Kritiker sieht Vorwürfe bestätigt
Der Kampagnenleiter des Referendums der Piratenpartei, Pascal Fouquet, sagt: «Das Bundesamt hat sehr wohl mitbekommen, dass Datenschutzexperten und die Bevölkerung gegen das Gesetz aufbegehrt haben. Im Januar beschwichtigte der Bund sogar, es werde keinen Ausweiszwang geben. Die Verordnung zum Gesetz zeigt allerdings, dass es wohl immer die volle Absicht war, einen Ausweiszwang im Internet einzuführen.» Die Piratenpartei werde an der Vernehmlassung teilnehmen und gegen die Verordnung vorgehen, so Fouquet.

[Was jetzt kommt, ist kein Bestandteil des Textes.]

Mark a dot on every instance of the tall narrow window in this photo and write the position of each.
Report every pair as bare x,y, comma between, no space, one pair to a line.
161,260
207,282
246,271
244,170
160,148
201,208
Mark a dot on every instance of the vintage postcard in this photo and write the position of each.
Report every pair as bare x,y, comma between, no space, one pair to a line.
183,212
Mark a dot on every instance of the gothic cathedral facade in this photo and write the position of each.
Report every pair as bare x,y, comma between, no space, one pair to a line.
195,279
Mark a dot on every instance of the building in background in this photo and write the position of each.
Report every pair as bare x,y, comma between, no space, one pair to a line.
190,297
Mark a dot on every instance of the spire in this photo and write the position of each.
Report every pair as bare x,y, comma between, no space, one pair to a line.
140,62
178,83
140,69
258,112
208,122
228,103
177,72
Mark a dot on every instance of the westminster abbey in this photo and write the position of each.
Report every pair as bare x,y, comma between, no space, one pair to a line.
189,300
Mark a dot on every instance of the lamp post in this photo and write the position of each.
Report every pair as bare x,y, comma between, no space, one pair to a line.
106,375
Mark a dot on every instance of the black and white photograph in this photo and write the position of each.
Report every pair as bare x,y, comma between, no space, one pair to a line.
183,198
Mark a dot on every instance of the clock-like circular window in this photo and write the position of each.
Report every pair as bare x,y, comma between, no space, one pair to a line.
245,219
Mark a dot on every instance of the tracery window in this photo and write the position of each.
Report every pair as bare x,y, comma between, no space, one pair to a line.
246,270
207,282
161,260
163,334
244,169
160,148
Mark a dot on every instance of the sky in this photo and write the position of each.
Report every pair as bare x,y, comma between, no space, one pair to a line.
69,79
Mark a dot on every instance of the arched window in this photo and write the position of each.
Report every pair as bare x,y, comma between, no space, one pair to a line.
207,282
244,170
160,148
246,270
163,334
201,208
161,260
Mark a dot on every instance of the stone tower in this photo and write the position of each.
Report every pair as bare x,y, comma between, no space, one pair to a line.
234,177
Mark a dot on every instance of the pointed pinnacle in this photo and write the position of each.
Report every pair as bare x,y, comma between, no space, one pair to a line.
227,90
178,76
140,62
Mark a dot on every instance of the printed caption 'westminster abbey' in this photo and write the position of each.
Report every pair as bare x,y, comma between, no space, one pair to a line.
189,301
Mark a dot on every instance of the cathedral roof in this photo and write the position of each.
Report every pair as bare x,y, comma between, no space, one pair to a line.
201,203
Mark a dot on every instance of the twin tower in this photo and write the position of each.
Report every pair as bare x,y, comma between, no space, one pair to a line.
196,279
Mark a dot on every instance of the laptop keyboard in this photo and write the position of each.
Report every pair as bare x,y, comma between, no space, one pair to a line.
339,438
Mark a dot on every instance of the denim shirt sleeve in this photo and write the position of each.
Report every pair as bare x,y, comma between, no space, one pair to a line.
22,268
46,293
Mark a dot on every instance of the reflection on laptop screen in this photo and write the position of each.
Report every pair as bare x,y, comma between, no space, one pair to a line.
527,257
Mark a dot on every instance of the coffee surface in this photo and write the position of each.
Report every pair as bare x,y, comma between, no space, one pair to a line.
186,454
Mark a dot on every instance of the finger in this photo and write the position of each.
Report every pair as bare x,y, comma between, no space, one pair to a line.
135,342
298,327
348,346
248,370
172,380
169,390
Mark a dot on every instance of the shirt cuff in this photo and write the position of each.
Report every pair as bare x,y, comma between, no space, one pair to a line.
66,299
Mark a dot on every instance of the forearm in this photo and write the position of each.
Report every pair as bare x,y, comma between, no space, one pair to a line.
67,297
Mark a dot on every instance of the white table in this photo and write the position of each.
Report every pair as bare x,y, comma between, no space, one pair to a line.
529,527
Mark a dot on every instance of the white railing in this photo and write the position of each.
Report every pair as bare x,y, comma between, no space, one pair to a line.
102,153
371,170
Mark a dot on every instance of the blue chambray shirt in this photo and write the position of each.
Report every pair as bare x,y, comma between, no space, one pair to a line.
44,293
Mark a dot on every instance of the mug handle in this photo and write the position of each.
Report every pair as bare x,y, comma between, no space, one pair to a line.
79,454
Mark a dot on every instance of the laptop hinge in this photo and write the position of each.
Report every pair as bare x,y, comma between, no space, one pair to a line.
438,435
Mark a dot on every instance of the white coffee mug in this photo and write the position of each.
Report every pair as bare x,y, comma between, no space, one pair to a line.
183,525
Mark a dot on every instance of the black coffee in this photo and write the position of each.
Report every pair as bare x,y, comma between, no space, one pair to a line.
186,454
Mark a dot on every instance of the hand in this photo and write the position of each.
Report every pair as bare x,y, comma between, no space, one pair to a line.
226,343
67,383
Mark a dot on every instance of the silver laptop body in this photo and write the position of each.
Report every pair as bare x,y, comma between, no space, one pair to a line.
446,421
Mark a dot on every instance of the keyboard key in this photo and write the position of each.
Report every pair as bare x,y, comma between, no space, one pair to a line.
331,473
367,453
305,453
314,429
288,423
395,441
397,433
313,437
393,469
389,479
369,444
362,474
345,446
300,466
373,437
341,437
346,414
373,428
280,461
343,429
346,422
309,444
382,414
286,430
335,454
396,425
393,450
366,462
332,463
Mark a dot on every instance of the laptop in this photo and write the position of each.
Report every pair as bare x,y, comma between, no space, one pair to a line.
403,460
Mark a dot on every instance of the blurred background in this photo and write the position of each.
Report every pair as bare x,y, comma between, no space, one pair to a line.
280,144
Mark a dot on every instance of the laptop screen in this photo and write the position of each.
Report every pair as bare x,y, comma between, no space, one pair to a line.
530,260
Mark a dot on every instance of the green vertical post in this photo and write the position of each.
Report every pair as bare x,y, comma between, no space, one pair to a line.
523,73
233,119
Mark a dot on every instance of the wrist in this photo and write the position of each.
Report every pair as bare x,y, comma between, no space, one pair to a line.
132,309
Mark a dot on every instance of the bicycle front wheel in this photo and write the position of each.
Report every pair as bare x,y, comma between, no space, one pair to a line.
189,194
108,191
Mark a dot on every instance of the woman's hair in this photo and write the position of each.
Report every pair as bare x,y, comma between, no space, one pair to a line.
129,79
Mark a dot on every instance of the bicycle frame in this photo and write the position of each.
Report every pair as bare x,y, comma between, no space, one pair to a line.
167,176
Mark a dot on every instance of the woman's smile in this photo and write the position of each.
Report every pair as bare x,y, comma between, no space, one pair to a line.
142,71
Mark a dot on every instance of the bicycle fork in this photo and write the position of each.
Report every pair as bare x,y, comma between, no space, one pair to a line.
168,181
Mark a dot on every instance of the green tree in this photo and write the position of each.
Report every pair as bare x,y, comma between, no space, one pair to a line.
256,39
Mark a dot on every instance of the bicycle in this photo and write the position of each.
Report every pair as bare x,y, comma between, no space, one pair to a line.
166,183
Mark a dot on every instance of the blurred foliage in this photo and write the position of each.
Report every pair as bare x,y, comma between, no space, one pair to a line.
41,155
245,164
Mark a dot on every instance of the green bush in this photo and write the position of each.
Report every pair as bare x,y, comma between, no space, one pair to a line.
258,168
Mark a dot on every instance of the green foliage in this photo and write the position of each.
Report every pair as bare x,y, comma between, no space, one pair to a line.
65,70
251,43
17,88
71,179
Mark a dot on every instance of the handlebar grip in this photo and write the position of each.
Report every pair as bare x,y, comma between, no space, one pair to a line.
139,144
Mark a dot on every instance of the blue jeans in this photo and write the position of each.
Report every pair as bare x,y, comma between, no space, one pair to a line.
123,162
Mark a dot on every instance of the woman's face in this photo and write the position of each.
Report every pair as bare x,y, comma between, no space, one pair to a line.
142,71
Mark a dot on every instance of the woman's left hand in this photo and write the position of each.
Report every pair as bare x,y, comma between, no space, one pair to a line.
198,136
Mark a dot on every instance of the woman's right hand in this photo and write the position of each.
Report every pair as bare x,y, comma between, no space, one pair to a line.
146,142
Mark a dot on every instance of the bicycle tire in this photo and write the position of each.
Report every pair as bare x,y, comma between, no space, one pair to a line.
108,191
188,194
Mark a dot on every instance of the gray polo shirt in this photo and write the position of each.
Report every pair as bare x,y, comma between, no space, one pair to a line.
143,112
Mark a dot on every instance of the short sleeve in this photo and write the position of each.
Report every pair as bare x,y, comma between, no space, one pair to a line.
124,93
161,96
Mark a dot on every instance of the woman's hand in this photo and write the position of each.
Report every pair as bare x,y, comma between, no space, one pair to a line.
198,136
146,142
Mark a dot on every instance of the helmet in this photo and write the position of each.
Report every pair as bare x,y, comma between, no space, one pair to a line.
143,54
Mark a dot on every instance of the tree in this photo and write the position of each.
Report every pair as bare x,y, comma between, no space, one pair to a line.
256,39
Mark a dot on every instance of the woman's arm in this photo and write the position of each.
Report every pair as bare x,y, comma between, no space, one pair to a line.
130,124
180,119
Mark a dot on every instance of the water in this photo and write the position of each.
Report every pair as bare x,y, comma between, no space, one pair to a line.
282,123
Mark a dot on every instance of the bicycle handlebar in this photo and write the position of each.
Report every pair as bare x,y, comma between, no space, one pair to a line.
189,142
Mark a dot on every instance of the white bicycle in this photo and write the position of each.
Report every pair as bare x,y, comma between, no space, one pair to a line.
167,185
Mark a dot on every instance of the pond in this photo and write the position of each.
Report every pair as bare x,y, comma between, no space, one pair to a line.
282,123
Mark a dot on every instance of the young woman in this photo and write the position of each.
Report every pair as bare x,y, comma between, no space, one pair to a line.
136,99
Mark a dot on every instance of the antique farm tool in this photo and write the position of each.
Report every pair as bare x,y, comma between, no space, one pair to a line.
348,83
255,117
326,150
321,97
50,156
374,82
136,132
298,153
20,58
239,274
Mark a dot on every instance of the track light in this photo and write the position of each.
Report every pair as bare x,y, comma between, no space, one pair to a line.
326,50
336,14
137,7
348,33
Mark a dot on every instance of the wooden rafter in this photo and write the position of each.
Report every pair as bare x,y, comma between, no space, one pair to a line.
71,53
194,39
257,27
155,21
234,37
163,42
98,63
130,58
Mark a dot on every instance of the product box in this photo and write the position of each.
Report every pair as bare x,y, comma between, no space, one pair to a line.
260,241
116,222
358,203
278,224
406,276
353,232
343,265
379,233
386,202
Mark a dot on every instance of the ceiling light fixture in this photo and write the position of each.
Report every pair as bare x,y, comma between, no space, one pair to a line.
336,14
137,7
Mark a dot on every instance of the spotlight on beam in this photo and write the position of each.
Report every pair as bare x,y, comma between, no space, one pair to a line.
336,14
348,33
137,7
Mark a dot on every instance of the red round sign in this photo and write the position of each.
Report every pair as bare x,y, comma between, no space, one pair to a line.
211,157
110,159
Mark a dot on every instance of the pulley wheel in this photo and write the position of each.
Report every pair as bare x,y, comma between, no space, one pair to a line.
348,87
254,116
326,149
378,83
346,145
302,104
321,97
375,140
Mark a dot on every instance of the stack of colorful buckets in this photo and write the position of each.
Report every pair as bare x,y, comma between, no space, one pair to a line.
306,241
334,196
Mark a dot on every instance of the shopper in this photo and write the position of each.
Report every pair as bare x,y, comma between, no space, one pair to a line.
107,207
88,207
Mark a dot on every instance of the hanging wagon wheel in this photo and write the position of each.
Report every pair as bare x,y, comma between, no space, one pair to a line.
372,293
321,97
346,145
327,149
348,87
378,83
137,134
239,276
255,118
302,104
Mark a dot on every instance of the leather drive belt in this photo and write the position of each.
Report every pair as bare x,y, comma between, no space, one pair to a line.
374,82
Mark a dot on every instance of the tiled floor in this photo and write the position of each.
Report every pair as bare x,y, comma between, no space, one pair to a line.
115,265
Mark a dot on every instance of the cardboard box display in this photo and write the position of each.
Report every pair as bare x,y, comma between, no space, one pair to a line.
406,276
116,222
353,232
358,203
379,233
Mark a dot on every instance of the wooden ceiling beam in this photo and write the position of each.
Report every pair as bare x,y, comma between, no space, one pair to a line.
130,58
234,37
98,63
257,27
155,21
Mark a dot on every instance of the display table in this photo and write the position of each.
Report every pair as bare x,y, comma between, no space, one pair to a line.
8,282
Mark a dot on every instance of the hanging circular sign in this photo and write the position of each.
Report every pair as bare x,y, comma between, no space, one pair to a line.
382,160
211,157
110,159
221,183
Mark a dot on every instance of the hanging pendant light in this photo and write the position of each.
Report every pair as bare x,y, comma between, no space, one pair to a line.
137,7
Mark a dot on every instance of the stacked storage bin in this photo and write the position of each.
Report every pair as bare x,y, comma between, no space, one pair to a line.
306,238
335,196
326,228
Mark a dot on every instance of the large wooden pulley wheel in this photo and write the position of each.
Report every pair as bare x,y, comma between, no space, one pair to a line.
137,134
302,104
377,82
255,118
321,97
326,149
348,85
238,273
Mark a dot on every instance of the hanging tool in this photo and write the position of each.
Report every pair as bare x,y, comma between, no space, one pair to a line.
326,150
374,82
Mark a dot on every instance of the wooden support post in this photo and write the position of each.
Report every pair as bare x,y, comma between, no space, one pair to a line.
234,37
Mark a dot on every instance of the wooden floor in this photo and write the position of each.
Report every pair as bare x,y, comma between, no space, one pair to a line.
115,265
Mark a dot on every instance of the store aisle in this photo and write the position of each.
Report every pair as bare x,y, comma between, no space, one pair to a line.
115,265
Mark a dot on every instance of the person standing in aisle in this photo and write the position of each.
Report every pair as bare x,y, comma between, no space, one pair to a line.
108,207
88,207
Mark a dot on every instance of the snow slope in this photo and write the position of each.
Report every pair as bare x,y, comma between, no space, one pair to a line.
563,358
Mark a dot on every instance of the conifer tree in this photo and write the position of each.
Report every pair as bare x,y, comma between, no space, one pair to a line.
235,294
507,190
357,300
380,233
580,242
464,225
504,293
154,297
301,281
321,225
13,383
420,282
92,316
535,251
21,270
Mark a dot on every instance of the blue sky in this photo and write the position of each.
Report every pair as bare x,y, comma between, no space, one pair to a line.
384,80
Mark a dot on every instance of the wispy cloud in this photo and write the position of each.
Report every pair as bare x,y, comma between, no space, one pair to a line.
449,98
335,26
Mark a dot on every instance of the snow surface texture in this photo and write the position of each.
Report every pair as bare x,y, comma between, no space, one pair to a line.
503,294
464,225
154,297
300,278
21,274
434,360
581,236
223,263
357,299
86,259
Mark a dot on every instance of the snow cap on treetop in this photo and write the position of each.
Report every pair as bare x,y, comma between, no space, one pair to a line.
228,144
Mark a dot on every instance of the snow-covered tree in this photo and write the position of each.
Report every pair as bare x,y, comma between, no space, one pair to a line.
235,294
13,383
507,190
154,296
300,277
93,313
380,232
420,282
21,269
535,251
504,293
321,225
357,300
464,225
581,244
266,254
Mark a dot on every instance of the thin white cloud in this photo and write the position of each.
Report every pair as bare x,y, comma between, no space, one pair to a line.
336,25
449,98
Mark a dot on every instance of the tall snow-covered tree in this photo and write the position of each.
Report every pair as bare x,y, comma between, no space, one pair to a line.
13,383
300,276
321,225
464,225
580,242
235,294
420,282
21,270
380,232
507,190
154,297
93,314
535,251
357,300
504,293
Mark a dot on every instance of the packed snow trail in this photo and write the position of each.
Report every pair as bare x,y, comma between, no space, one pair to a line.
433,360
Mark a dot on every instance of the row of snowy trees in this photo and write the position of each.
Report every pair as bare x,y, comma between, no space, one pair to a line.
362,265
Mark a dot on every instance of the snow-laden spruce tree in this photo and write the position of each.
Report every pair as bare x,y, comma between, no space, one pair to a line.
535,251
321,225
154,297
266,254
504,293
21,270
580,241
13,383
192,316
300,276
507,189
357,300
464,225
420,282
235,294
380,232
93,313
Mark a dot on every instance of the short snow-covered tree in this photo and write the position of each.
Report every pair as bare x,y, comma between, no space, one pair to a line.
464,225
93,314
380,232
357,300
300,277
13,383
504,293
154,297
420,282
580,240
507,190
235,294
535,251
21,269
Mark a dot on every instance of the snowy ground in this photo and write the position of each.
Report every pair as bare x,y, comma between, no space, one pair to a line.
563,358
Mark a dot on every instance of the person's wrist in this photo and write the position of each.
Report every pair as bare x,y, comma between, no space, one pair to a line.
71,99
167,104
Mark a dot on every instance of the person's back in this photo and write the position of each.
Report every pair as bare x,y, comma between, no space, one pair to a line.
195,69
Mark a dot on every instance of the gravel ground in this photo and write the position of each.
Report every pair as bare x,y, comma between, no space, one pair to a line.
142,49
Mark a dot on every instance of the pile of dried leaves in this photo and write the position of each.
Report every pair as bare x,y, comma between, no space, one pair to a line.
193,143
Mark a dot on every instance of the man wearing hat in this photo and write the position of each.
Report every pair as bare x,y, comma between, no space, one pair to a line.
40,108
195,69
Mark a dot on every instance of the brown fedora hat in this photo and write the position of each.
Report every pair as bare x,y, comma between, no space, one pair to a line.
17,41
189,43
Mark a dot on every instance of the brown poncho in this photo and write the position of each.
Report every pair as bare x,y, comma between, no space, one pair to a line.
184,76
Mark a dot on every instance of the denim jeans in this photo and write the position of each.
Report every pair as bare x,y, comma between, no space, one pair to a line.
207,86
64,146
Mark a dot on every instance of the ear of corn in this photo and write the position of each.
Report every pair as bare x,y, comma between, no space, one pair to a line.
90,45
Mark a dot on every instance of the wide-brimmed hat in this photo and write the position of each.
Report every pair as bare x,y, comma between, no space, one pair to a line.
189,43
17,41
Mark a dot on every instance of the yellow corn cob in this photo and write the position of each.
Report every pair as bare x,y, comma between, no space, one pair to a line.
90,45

Der Bund widerspricht der Kritik. Yvonne Haldimann vom Bundesamt für Sozialversicherungen (BSV), das auch für den Jugendschutz zuständig ist, sagt: «Es braucht eine einmalige Verifizierung des Alters. Diese muss jedoch nicht mit einem Ausweis erfolgen. Die E-ID ist aus unserer Sicht eine sehr gute Variante, um die Daten in der Schweiz zu behalten.»
Ein entsprechendes E-ID-Gesetz wurde allerdings 2021 an der Urne deutlich abgelehnt. Haldimann gibt sich dennoch zuversichtlich. Der Bund habe eine neue Lösung für die E-ID ausgearbeitet. Diese werde im Herbst vorliegen. Und das Jugendschutzgesetz entfalte erst in zwei Jahren seine Wirkung. «Wir gehen davon aus, dass die E-ID bis dahin nutzbar ist», so Haldimann.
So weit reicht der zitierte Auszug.